My mom also had a Mahjong group that would gather at our house once a week. One of the participants, Aunt Ida, would always bring a homemade bread loaf she called a babka. It was a sweet treat with nuts and chocolate, and there was always enough left over for me and my friends when we came home from school. (Jen Reviews included a wonderful recipe for a chocolate babka with mixed nuts.)

One of the best places to visit in Victoria is Rogers Chocolates. The aromas and the ambiance of this downtown shop are an absolute delight. The shop has maintained all of its old world atmosphere with beautiful showcases and leaded glass windows. If you come to Victoria, this is a must-see place, not just for the chocolate. They also deliver and they know my address (for your convenience).

In 2014 the dream of every chocolate lover opened in Victoria. As part of the Hudson Public Market, the Preservation Foods Chocolate Project opened a stall that stocks a retail line-up of artisan chocolate bars and bulk chocolate from around the world. The duo who run this chocolate nirvana are the founders of a very popular local restaurant, and they have become the experts on chocolate in our city. The selection is immense, and they offer expert consultation AND samples. You can contact them by email here. They are typically at the Hudson Public Market on Wednesdays, Saturdays, and Sundays, and if you can't make it during those days, a selection of the bars they import are carried at some great artisan shops around the city.

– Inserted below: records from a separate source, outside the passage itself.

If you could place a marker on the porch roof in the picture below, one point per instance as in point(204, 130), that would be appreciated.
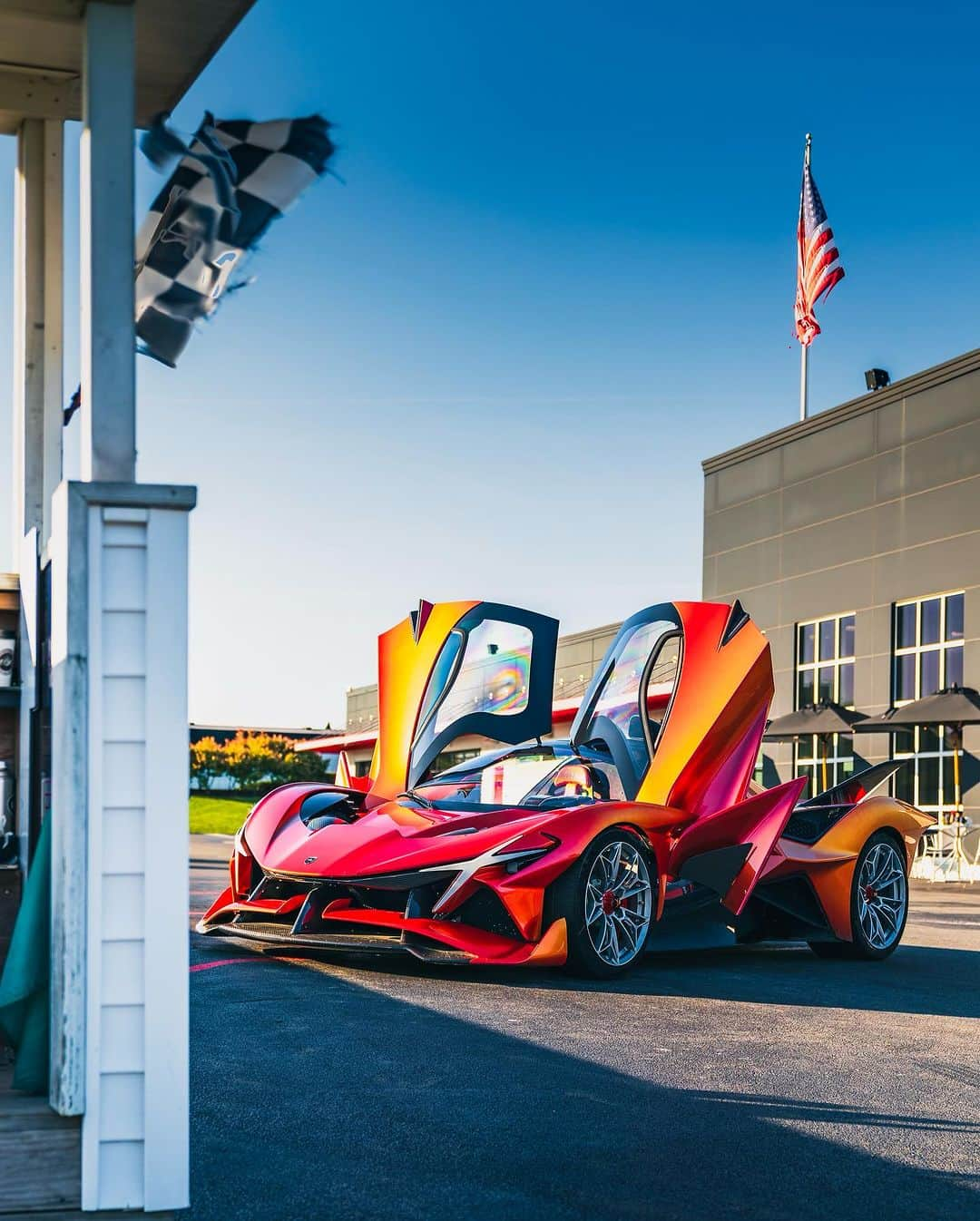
point(41, 54)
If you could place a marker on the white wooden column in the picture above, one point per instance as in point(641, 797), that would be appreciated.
point(120, 949)
point(54, 318)
point(28, 331)
point(106, 239)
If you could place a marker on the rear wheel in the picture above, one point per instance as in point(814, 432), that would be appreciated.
point(607, 903)
point(878, 904)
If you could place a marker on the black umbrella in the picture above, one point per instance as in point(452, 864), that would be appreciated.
point(822, 719)
point(954, 708)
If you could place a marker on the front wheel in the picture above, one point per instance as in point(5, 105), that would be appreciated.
point(878, 904)
point(607, 902)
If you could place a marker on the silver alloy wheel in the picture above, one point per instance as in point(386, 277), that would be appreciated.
point(882, 895)
point(619, 903)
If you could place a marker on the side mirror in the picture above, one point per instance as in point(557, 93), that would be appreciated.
point(321, 808)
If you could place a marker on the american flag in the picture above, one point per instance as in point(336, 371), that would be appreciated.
point(818, 258)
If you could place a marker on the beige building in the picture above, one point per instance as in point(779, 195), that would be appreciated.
point(853, 540)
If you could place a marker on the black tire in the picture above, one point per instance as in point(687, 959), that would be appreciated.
point(567, 899)
point(863, 946)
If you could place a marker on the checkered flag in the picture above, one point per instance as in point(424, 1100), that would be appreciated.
point(231, 182)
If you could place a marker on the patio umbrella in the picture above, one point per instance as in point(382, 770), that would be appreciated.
point(954, 708)
point(822, 719)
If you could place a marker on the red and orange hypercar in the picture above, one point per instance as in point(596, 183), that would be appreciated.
point(584, 851)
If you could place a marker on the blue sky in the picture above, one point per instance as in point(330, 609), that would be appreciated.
point(557, 275)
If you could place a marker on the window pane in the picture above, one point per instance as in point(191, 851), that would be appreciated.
point(905, 677)
point(806, 689)
point(905, 741)
point(948, 787)
point(905, 783)
point(905, 634)
point(930, 673)
point(493, 676)
point(930, 628)
point(929, 782)
point(955, 617)
point(954, 667)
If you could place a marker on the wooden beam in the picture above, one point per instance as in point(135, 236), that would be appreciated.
point(45, 10)
point(35, 93)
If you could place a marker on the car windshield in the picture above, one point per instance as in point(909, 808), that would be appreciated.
point(552, 776)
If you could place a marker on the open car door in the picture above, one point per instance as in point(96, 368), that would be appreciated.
point(455, 668)
point(681, 702)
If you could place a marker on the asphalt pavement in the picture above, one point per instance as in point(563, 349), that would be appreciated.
point(743, 1083)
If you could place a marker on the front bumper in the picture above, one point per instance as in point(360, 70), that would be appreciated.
point(314, 914)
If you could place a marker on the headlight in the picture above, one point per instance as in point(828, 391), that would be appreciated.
point(512, 854)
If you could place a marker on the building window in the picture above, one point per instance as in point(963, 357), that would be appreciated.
point(927, 659)
point(825, 673)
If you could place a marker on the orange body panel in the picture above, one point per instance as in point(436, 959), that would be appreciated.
point(710, 740)
point(405, 660)
point(830, 864)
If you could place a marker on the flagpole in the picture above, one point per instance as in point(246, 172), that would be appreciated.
point(804, 348)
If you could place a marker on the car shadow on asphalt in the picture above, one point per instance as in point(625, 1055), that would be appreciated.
point(316, 1097)
point(914, 980)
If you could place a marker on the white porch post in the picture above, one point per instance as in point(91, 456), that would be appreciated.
point(108, 236)
point(120, 982)
point(119, 713)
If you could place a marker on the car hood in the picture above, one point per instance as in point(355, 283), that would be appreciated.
point(392, 838)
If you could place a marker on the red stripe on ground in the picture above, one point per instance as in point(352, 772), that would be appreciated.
point(221, 962)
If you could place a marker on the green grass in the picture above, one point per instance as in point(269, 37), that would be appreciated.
point(212, 815)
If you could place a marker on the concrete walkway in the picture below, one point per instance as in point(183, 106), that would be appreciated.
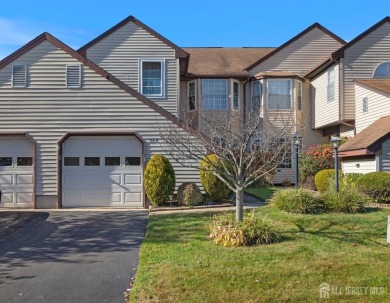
point(250, 202)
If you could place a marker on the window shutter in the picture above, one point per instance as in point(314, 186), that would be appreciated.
point(73, 76)
point(19, 75)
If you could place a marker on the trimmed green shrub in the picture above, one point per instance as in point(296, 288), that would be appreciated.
point(376, 185)
point(214, 187)
point(189, 194)
point(255, 229)
point(323, 178)
point(300, 201)
point(347, 200)
point(352, 177)
point(159, 179)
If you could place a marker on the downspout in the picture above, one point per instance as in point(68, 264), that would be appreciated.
point(244, 99)
point(342, 97)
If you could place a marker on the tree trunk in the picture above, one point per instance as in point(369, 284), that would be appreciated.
point(240, 205)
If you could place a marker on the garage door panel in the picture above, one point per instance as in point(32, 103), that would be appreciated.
point(16, 176)
point(114, 184)
point(23, 198)
point(24, 179)
point(7, 198)
point(133, 179)
point(132, 197)
point(6, 179)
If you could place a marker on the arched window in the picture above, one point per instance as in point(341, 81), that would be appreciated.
point(382, 70)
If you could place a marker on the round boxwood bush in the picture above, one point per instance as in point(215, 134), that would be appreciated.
point(323, 178)
point(214, 187)
point(376, 185)
point(189, 194)
point(299, 201)
point(159, 179)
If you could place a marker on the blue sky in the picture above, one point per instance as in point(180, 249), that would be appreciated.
point(189, 23)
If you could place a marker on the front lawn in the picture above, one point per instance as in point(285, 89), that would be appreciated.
point(178, 263)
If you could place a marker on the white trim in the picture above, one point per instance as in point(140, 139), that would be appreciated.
point(267, 94)
point(238, 95)
point(188, 95)
point(162, 61)
point(25, 75)
point(66, 76)
point(384, 77)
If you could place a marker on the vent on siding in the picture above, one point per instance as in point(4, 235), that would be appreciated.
point(73, 76)
point(19, 75)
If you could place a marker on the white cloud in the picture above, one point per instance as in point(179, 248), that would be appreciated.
point(14, 33)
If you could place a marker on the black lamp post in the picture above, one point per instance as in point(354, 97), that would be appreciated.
point(336, 143)
point(297, 142)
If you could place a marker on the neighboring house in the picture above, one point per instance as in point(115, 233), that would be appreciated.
point(77, 127)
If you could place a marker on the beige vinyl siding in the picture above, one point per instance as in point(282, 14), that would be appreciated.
point(360, 61)
point(47, 110)
point(120, 54)
point(305, 120)
point(325, 112)
point(361, 166)
point(378, 106)
point(302, 55)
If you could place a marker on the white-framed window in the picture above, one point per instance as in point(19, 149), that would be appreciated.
point(73, 76)
point(152, 77)
point(382, 70)
point(299, 95)
point(365, 104)
point(256, 95)
point(19, 75)
point(191, 89)
point(330, 84)
point(235, 95)
point(214, 94)
point(279, 94)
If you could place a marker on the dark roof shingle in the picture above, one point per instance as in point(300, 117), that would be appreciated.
point(223, 62)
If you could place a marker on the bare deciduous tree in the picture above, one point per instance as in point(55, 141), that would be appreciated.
point(248, 147)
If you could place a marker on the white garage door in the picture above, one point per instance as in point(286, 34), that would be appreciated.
point(102, 171)
point(16, 171)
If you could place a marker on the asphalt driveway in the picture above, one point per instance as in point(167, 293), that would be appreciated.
point(64, 256)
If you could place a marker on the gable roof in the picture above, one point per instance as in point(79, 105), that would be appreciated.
point(47, 37)
point(379, 84)
point(292, 40)
point(340, 52)
point(363, 143)
point(223, 62)
point(179, 52)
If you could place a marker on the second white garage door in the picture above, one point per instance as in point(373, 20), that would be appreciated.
point(102, 171)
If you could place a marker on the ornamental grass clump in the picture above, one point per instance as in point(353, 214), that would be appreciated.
point(189, 194)
point(255, 229)
point(376, 185)
point(299, 201)
point(347, 200)
point(159, 178)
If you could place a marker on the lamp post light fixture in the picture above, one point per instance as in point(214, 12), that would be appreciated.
point(297, 143)
point(336, 143)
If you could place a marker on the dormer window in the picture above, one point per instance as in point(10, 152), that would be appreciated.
point(279, 94)
point(19, 75)
point(152, 77)
point(382, 70)
point(73, 76)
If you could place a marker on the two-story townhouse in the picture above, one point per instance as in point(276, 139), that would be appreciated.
point(350, 97)
point(76, 128)
point(71, 133)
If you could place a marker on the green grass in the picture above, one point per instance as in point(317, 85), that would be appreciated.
point(262, 193)
point(178, 263)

For several years we have provided various search tools on our site such as the one to find a coach which includes a few sources to use to send us chocolates if the search was successful. Most researchers or searchers think it is a joke. However, we mean it. Send those chocolates! Here are some additional options:

If you'd like to take the fun out of chocolate then read the following scientific abstract:

"Although addictive behavior is generally associated with drug and alcohol abuse or compulsive sexual activity, chocolate may evoke similar psychopharmacologic and behavioral reactions in susceptible persons. A review of the literature on chocolate cravings indicates that the hedonic appeal of chocolate (fat, sugar, texture, and aroma) is likely to be a predominant factor in such cravings. Other characteristics of chocolate, however, may be equally as important contributors to the phenomena of chocolate cravings. Chocolate may be used by some as a form of self-medication for dietary deficiencies (eg, magnesium) or to balance low levels of neurotransmitters involved in the regulation of mood, food intake, and compulsive behaviors (eg, serotonin and dopamine). Chocolate cravings are often episodic and fluctuate with hormonal changes just before and during the menses, which suggests a hormonal link and confirms the assumed gender-specific nature of chocolate cravings. Chocolate contains several biologically active constituents (methylxanthines, biogenic amines, and cannabinoid-like fatty acids), all of which potentially cause abnormal behaviors and psychological sensations that parallel those of other addictive substances. Most likely, a combination of chocolate's sensory characteristics, nutrient composition, and psychoactive ingredients, compounded with monthly hormonal fluctuations and mood swings among women, will ultimately form the model of chocolate cravings. Dietetics professionals must be aware that chocolate cravings are real. The psychopharmacologic and chemosensory effects of chocolate must be considered when formulating recommendations for overall healthful eating and for treatment of nutritionally related health issues." (Source: Bruinsma, K. and Taren, D.L. (October, 1999). Chocolate: Food or drug? Journal of the American Dietician Association, 10, 1249-56.)